Перед конторой она задержалась и прочитала вывеску. Так, на всякий случай. И почему-то занервничала. Ну не глупость ли — идти и расспрашивать чужих людей
— Госпоже Бергман не следовало бы стоять здесь на дожде. — Из конторы вышла девушка. — Могу я вам чем-нибудь помочь? Может, вам надо что-то купить?
— Нет… нет, спасибо. — Она узнала эту девушку. Та всегда ей улыбалась и здоровалась. — А вы даже и имя мое помните…
— Госпожа Бергман так долго здесь живет… Мы с вами разговаривали пару раз. Меня зовут Карин Сольберг.
— Долго живу? Как построили дом, так и живу…
Они действительно переехали сюда в 1958 году, когда все было новеньким и светлым. Эльмер не рассказывал, откуда взялись деньги, а она и не спрашивала. Она никогда и ни о чем не спрашивала. Глупо. Надо было интересоваться.
— Госпожа Бергман промокла…
— Вот я и говорю — войти-то можно? Хочу спросить кое о чем…
— Конечно! Давайте руку. Я вам помогу подняться по лестнице.
В кабинете горела настольная лампа. На столе — ворох бумаг. Зазвонил телефон, но девушка была занята — помогала Эстер устроиться на стуле поудобнее. Она могла бы и сама, но… почему бы нет?
Телефон звонил долго, потом замолк, и только тогда девушка сняла трубку.
— Кто-то уже повесил трубку, — удивилась Карин Сольберг и внимательно посмотрела на Эстер.
Чему это она удивляется? Звонков пятнадцать было, не меньше.
— Погода-то как переменилась, — неожиданно сказала Карин.
Эстер Бергман не ответила. Она обдумывала вопрос, и ей было не до погоды.
— Приятно, правда? После такой жары…
— Я хочу спросить, — решилась наконец Эстер. — Там, у нас во дворе… жили девочка с мамой… в квартире с торца. Может, вы знаете, куда они делись?
Девушка смотрела непонимающе. Ей, похоже, хотелось продолжить разговор о погоде. Смотри-ка, раньше только старики говорили о погоде, а теперь, видно, и молодые тоже…
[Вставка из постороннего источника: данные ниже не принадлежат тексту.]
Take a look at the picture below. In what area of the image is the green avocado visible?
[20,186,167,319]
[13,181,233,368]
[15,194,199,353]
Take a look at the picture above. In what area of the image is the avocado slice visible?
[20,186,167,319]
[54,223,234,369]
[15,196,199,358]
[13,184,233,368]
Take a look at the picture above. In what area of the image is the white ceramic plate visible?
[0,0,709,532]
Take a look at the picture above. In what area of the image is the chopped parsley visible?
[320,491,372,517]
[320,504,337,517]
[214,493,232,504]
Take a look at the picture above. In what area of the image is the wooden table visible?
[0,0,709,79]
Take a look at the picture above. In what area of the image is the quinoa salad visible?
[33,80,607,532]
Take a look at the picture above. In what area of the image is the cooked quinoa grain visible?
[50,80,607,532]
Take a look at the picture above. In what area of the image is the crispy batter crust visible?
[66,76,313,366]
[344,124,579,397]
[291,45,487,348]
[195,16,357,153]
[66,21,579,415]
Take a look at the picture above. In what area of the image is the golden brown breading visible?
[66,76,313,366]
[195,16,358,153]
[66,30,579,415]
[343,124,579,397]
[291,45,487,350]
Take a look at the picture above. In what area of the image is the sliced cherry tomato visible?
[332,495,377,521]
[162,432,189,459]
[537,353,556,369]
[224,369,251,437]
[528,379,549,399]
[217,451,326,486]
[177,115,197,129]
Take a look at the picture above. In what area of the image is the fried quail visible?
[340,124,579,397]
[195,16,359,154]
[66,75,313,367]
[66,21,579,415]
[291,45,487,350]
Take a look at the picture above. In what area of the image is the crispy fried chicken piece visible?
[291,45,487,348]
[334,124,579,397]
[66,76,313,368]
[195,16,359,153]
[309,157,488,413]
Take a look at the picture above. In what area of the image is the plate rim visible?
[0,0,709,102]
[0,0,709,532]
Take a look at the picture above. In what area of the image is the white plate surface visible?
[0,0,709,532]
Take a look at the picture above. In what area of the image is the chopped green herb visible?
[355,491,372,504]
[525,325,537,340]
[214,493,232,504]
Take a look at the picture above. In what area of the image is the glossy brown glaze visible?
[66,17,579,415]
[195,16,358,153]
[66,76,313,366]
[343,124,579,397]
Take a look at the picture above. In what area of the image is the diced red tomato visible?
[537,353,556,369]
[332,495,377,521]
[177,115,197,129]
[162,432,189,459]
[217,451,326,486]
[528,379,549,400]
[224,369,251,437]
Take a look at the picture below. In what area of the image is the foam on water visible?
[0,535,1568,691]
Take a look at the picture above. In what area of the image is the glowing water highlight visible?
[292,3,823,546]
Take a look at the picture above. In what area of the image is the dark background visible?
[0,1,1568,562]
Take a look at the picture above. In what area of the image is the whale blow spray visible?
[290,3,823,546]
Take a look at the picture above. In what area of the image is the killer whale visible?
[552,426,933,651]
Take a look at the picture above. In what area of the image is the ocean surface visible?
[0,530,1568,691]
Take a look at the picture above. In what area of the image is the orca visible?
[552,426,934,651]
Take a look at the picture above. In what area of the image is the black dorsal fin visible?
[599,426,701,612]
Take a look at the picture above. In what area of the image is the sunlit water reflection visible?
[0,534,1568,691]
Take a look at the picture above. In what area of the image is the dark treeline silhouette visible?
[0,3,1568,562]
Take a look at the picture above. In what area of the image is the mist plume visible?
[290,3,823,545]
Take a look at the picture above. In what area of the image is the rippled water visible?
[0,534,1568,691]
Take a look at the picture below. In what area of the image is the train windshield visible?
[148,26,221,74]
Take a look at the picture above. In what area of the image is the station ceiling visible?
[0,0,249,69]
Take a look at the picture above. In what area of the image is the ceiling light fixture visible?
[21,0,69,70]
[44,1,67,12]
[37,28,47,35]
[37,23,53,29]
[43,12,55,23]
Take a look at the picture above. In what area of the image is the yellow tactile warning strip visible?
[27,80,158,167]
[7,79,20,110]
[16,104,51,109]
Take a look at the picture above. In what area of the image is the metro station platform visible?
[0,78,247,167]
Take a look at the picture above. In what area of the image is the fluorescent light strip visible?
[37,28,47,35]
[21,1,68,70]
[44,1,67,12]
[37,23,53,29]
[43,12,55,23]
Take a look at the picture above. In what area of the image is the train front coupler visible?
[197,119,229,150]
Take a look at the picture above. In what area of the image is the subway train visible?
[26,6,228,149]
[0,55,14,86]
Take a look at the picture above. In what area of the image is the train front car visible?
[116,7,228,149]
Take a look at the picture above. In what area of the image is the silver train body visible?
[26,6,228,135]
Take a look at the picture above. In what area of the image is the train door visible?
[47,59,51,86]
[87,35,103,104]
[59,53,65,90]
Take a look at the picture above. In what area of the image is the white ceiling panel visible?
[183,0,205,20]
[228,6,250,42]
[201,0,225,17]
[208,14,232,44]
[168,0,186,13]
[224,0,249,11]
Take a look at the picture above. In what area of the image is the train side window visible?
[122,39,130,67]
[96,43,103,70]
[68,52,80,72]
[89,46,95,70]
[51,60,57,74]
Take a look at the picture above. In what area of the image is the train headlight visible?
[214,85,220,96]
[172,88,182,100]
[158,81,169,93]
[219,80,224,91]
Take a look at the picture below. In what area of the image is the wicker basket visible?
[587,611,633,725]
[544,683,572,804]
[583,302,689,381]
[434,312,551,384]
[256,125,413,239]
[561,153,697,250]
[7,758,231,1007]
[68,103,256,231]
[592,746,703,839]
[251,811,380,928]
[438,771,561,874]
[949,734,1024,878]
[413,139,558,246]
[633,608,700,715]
— Маленькая такая девочка… рыженькая.
— Что имеет в виду госпожа Бергман?
— Да вот как раз и имею в виду — давно я ее что-то не видела. Рыженькую. И маму не видела. Потому и спрашиваю.
— А они… знакомые госпожи Бергман?
— Нет… какие знакомые… А что, незнакомых нельзя искать?
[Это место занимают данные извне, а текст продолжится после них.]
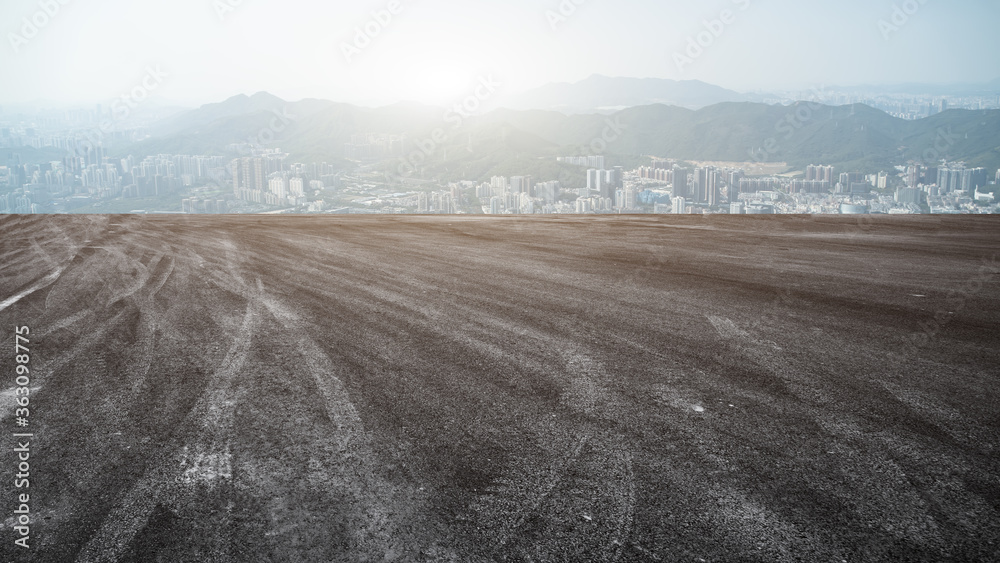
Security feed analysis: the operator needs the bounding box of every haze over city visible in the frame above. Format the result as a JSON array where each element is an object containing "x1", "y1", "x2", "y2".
[{"x1": 0, "y1": 0, "x2": 1000, "y2": 106}]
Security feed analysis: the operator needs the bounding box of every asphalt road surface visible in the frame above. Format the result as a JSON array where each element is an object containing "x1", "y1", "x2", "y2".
[{"x1": 0, "y1": 216, "x2": 1000, "y2": 563}]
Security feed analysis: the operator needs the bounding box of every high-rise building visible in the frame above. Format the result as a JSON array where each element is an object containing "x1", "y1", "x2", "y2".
[
  {"x1": 671, "y1": 197, "x2": 687, "y2": 215},
  {"x1": 510, "y1": 176, "x2": 528, "y2": 194},
  {"x1": 587, "y1": 168, "x2": 604, "y2": 191},
  {"x1": 674, "y1": 166, "x2": 691, "y2": 198},
  {"x1": 690, "y1": 166, "x2": 719, "y2": 205}
]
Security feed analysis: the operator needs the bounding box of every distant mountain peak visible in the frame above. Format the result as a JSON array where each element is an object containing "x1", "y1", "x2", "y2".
[{"x1": 505, "y1": 74, "x2": 760, "y2": 114}]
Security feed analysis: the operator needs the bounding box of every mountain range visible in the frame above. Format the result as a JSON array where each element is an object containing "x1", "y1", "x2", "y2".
[{"x1": 119, "y1": 86, "x2": 1000, "y2": 183}]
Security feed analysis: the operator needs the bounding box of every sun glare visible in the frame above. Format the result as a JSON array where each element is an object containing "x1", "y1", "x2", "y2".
[{"x1": 400, "y1": 62, "x2": 471, "y2": 105}]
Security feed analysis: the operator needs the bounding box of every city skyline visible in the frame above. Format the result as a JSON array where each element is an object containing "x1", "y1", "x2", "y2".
[{"x1": 0, "y1": 0, "x2": 1000, "y2": 106}]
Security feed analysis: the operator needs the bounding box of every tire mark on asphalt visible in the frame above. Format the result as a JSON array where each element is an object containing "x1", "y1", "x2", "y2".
[
  {"x1": 257, "y1": 279, "x2": 457, "y2": 561},
  {"x1": 76, "y1": 301, "x2": 259, "y2": 563},
  {"x1": 0, "y1": 269, "x2": 66, "y2": 311},
  {"x1": 500, "y1": 435, "x2": 590, "y2": 549}
]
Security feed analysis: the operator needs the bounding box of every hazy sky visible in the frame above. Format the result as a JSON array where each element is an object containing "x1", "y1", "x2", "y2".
[{"x1": 0, "y1": 0, "x2": 1000, "y2": 105}]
— Ну почему… Но вы хотите что-то про них узнать?
— Я же говорю — давно не видела… А вы?
Карин Сольберг встала, подошла к шкафу, достала небольшую папку и положила перед Эстер.
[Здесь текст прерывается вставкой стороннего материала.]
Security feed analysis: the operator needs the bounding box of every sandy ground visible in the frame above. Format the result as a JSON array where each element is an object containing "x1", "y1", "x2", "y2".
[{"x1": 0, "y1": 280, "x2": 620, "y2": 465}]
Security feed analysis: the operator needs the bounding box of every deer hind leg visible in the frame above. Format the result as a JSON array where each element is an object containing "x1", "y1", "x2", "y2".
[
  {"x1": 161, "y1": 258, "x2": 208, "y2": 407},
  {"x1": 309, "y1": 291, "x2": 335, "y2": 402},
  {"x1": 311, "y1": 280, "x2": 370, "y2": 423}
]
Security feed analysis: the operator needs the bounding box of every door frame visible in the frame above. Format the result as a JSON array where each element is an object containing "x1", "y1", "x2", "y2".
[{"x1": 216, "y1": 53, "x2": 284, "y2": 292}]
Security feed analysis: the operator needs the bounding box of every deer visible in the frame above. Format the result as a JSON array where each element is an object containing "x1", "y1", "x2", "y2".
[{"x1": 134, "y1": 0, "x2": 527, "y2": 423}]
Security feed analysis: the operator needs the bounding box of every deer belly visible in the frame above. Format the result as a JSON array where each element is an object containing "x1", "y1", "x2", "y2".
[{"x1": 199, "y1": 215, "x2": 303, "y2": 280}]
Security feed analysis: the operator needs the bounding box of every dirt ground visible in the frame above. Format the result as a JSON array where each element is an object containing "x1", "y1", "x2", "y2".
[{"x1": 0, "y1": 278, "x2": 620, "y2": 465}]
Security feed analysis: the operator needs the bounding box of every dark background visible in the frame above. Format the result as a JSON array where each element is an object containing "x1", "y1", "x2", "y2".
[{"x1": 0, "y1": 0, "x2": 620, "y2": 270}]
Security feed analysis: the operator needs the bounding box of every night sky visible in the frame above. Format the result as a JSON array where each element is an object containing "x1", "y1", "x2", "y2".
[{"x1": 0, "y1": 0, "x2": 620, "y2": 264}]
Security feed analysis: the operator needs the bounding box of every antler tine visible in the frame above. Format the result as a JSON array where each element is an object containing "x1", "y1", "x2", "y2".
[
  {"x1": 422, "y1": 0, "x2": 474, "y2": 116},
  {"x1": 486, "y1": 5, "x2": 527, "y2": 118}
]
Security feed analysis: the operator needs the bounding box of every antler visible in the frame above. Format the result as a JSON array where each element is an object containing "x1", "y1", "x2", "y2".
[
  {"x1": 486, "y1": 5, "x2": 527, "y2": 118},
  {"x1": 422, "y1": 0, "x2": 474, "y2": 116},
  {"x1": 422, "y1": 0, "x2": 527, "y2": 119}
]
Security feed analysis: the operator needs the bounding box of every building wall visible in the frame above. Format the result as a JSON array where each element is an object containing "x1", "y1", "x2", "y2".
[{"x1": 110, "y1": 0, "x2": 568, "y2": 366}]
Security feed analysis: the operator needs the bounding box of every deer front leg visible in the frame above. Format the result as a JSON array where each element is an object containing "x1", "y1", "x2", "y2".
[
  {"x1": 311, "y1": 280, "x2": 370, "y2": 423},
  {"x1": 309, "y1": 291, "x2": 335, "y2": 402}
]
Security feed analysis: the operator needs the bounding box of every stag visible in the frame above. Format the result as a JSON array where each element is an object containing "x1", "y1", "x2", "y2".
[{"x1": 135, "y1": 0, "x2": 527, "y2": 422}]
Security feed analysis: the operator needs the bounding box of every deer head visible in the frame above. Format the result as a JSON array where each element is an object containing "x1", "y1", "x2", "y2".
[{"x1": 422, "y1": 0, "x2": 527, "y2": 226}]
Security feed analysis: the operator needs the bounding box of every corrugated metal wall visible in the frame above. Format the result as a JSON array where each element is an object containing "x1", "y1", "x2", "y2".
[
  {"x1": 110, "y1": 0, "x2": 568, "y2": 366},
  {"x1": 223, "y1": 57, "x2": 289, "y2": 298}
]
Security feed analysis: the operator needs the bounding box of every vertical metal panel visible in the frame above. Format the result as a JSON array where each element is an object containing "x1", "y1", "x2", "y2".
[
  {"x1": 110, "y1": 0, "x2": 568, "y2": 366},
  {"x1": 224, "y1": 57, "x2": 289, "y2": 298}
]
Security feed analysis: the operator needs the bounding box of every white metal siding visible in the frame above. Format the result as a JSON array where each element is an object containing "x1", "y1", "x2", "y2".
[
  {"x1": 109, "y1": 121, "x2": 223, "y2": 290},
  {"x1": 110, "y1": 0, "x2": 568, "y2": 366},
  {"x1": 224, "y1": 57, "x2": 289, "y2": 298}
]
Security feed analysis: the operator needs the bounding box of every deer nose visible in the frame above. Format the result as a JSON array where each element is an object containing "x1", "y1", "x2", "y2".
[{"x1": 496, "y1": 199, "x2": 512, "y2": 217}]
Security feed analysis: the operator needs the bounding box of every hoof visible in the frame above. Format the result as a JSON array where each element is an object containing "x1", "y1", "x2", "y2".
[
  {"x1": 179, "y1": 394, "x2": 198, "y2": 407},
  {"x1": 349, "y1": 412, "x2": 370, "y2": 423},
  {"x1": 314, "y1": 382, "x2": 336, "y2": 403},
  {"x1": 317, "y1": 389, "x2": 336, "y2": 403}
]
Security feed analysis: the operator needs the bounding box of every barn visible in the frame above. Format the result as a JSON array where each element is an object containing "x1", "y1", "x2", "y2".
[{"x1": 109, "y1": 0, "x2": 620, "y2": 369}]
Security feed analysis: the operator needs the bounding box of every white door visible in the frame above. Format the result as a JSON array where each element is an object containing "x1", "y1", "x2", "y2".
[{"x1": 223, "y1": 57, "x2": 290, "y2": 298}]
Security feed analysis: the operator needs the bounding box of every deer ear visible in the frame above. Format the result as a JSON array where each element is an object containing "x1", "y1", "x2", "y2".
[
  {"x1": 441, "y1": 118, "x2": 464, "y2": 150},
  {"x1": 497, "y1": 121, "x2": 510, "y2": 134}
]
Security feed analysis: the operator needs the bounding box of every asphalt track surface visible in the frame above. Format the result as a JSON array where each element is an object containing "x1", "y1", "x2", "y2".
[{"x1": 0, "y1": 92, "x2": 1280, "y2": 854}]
— Здесь список квартир в вашем доме. С триста двадцать шестой по четыреста восемьдесят шестую.
— Да… и…
— Госпожа Бергман говорит о маленькой девочке с рыжими волосами… А ее мать? Как выглядела мать?
— Откуда мне знать, мать или не мать? Вроде мать… Волосы светлые… а больше-то и не скажу. Я с ней и не общалась ни разу.
— Мне кажется, я их помню, — сказала Карин. — Не так много рыжих.
— У нас-то во дворе? Совсем нет. Она одна и была.